Sunday, November 9, 2014

First steps with user interface for TILT

One of the key requests that emerged from the BL Labs seminar last Monday (3/11/14) was the need for a usable GUI to control TILT. I wanted something efficient and light-weight that would last more than a few months, so I set about trying to build the GUI using only standard Web-technologies – just jQuery and Javascript – no 'plugins'. My experience with the latter is that, once their creators have moved on, they don't tend to be updated, and are quickly replaced by the next latest fad. Also, learning how to use them, and more often than not discovering half-way through that they are missing some key feature often make more work than just writing your own solution from scratch. So, I thought I would solve the most difficult problem first: how to represent and edit polygons on screen.

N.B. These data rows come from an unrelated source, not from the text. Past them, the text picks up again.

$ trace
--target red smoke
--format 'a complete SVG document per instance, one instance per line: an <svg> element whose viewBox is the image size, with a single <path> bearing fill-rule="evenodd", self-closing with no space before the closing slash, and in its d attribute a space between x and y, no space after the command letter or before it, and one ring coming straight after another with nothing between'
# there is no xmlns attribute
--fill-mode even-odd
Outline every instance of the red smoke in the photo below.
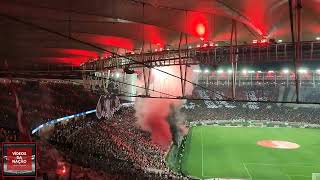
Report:
<svg viewBox="0 0 320 180"><path fill-rule="evenodd" d="M142 130L151 133L154 143L164 148L168 147L171 141L170 126L167 122L170 104L170 100L166 99L137 99L135 104L138 125Z"/></svg>
<svg viewBox="0 0 320 180"><path fill-rule="evenodd" d="M179 66L157 67L157 69L180 76ZM189 81L192 81L192 72L192 69L188 68L188 76L186 79ZM143 74L140 76L138 85L144 85ZM186 85L186 94L190 94L193 86L188 82ZM165 73L152 70L149 89L154 89L174 96L181 96L181 81L180 79ZM144 91L141 91L140 94L144 94ZM166 96L152 91L150 91L150 95L157 97ZM150 132L152 141L161 145L163 148L167 148L172 140L170 125L167 121L171 104L181 106L182 101L176 99L137 98L135 102L136 117L138 119L137 123L139 127L144 131ZM181 131L186 132L183 127L180 128Z"/></svg>

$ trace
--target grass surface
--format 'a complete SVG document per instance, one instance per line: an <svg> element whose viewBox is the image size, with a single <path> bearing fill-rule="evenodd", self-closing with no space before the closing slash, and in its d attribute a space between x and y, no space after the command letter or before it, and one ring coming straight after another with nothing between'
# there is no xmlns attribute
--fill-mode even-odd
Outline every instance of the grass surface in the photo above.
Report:
<svg viewBox="0 0 320 180"><path fill-rule="evenodd" d="M320 173L320 130L298 128L193 127L181 171L199 178L310 180ZM298 149L272 149L259 140L284 140Z"/></svg>

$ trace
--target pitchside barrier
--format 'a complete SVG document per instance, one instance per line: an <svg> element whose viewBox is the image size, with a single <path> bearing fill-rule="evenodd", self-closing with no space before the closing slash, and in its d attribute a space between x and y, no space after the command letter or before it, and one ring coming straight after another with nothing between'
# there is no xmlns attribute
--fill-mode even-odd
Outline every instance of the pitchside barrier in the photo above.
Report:
<svg viewBox="0 0 320 180"><path fill-rule="evenodd" d="M169 152L166 156L166 164L171 170L185 175L181 168L181 159L185 151L190 149L188 146L190 143L187 139L190 139L189 136L192 134L192 128L195 126L222 126L222 127L264 127L264 128L280 128L280 127L288 127L288 128L320 128L319 124L309 124L306 122L285 122L285 121L266 121L266 120L198 120L189 122L189 133L182 138L182 142L180 146L172 144ZM187 148L186 148L187 147ZM315 174L314 176L318 176L319 174ZM192 179L200 179L198 177L191 177ZM316 178L316 177L315 177ZM319 177L318 177L319 178ZM216 180L217 178L215 178ZM219 179L218 179L219 180ZM314 179L313 179L314 180ZM317 179L315 179L317 180ZM319 179L320 180L320 179Z"/></svg>

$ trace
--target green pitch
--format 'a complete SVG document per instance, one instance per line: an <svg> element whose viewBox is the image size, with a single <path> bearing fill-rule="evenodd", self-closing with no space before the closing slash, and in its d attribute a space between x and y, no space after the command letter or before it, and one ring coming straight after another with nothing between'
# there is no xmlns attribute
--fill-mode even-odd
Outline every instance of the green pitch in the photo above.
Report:
<svg viewBox="0 0 320 180"><path fill-rule="evenodd" d="M266 148L259 140L290 141L300 148ZM311 180L320 173L320 129L193 127L181 171L203 179Z"/></svg>

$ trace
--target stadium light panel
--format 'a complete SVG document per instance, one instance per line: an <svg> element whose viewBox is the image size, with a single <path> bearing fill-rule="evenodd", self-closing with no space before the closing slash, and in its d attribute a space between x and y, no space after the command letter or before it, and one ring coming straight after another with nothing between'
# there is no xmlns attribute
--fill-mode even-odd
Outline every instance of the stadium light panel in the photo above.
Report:
<svg viewBox="0 0 320 180"><path fill-rule="evenodd" d="M307 73L308 71L307 71L306 69L299 69L298 72L299 72L300 74L305 74L305 73Z"/></svg>
<svg viewBox="0 0 320 180"><path fill-rule="evenodd" d="M258 40L252 40L252 44L257 44L258 43Z"/></svg>
<svg viewBox="0 0 320 180"><path fill-rule="evenodd" d="M257 71L258 73L262 73L262 71Z"/></svg>
<svg viewBox="0 0 320 180"><path fill-rule="evenodd" d="M270 71L268 71L268 73L274 73L274 71L273 71L273 70L270 70Z"/></svg>
<svg viewBox="0 0 320 180"><path fill-rule="evenodd" d="M316 37L316 40L317 40L317 41L320 41L320 37Z"/></svg>
<svg viewBox="0 0 320 180"><path fill-rule="evenodd" d="M267 39L261 39L261 41L260 41L261 43L267 43L268 42L268 40Z"/></svg>
<svg viewBox="0 0 320 180"><path fill-rule="evenodd" d="M281 40L281 39L279 39L279 40L278 40L278 43L282 43L282 40Z"/></svg>
<svg viewBox="0 0 320 180"><path fill-rule="evenodd" d="M201 70L200 69L195 69L195 70L193 70L193 72L200 73Z"/></svg>
<svg viewBox="0 0 320 180"><path fill-rule="evenodd" d="M317 73L320 73L320 69L317 69Z"/></svg>
<svg viewBox="0 0 320 180"><path fill-rule="evenodd" d="M197 32L197 34L198 34L199 36L201 36L201 38L202 38L203 35L205 35L205 33L206 33L206 27L205 27L205 25L202 24L202 23L197 24L197 26L196 26L196 32Z"/></svg>
<svg viewBox="0 0 320 180"><path fill-rule="evenodd" d="M218 74L222 74L222 73L223 73L223 70L222 70L222 69L219 69L219 70L217 71L217 73L218 73Z"/></svg>
<svg viewBox="0 0 320 180"><path fill-rule="evenodd" d="M232 69L229 69L229 70L228 70L228 73L229 73L229 74L232 74Z"/></svg>
<svg viewBox="0 0 320 180"><path fill-rule="evenodd" d="M204 70L204 73L209 73L209 70L208 69Z"/></svg>
<svg viewBox="0 0 320 180"><path fill-rule="evenodd" d="M219 46L219 44L215 44L215 46Z"/></svg>
<svg viewBox="0 0 320 180"><path fill-rule="evenodd" d="M248 71L247 71L246 69L244 69L244 70L242 70L242 73L243 73L243 74L247 74Z"/></svg>
<svg viewBox="0 0 320 180"><path fill-rule="evenodd" d="M249 74L253 74L253 73L254 73L254 71L253 71L253 70L250 70L250 71L248 71L248 73L249 73Z"/></svg>
<svg viewBox="0 0 320 180"><path fill-rule="evenodd" d="M282 72L285 73L285 74L288 74L289 73L289 69L284 69Z"/></svg>
<svg viewBox="0 0 320 180"><path fill-rule="evenodd" d="M199 48L200 47L200 44L197 44L197 48Z"/></svg>
<svg viewBox="0 0 320 180"><path fill-rule="evenodd" d="M188 48L189 48L189 49L191 49L191 48L192 48L192 46L189 46Z"/></svg>

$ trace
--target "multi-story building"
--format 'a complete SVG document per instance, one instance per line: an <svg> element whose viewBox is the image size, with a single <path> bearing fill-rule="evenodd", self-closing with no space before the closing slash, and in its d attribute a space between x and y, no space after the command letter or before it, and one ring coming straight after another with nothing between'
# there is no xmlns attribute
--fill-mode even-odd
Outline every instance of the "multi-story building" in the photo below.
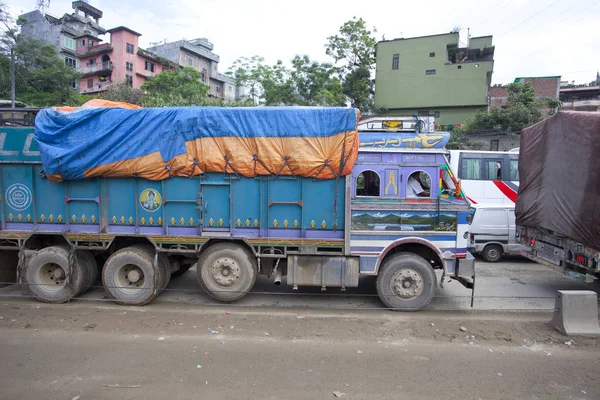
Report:
<svg viewBox="0 0 600 400"><path fill-rule="evenodd" d="M560 76L538 76L516 78L518 83L531 83L535 90L536 99L551 97L558 100L560 91ZM507 86L493 86L489 89L489 106L490 108L500 108L508 101Z"/></svg>
<svg viewBox="0 0 600 400"><path fill-rule="evenodd" d="M84 1L72 3L73 13L54 17L42 14L40 10L19 16L21 34L50 44L58 50L59 56L73 68L79 68L77 40L82 35L97 37L106 33L100 25L102 11Z"/></svg>
<svg viewBox="0 0 600 400"><path fill-rule="evenodd" d="M375 107L386 114L432 115L462 124L488 107L492 36L462 45L458 32L384 40L376 46Z"/></svg>
<svg viewBox="0 0 600 400"><path fill-rule="evenodd" d="M77 56L81 61L80 93L106 90L113 82L127 82L139 89L150 77L175 64L138 46L140 33L124 26L112 28L110 42L93 35L77 38Z"/></svg>
<svg viewBox="0 0 600 400"><path fill-rule="evenodd" d="M561 109L574 111L600 111L600 77L595 84L569 85L560 88Z"/></svg>
<svg viewBox="0 0 600 400"><path fill-rule="evenodd" d="M214 45L207 39L178 40L159 44L148 50L182 66L192 67L202 75L209 86L209 95L226 101L239 99L243 93L236 90L235 81L219 73L219 56L213 53Z"/></svg>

What it currently lacks is the ability to add and subtract points. After that is added, I need to make it load the polygons from an entire page of them generated by TILT. But one step at a time.

Tuesday, October 14, 2014

Improved Line recognition

I managed to improve line-recognition, which has been plaguing the effectiveness of later stages. Until you can do that in manuscripts, with lines that are not horizontal, evenly spaced or straight, you have no chance of even recognising words reliably. My previous method, by first dividing the pages into small rectangles, could detect the same line two or three times over - for example, once for the ascenders, descenders and the main body of the line. The new method first blurs the image, then subdivides it into narrow vertical strips. The strips are then reduced to a single pixel in width by averaging them horizontally. This produces a graph that indicates the rise and fall of blackness within the strip. But since the data has many small peaks and troughs that aren't really interesting, I first apply a smoothing function before trying to detect the main peaks of blackness. These will very likely correspond to the black lines of type or writing. The final step is to join up the lines detected in the strips by horizontally aligning them as before. The result is very good line-recognition on most of the examples. Here's how the De Roberto manuscript, which is fairly average in difficulty, looks with the lines recognised on top of the blurred image:

A side-effect of this approach is that it should improve word-recognition, not only by helping to locate words, but also by joining up word-fragments through blurring. However, I'm running out of time now as the deadline of November 3 looms.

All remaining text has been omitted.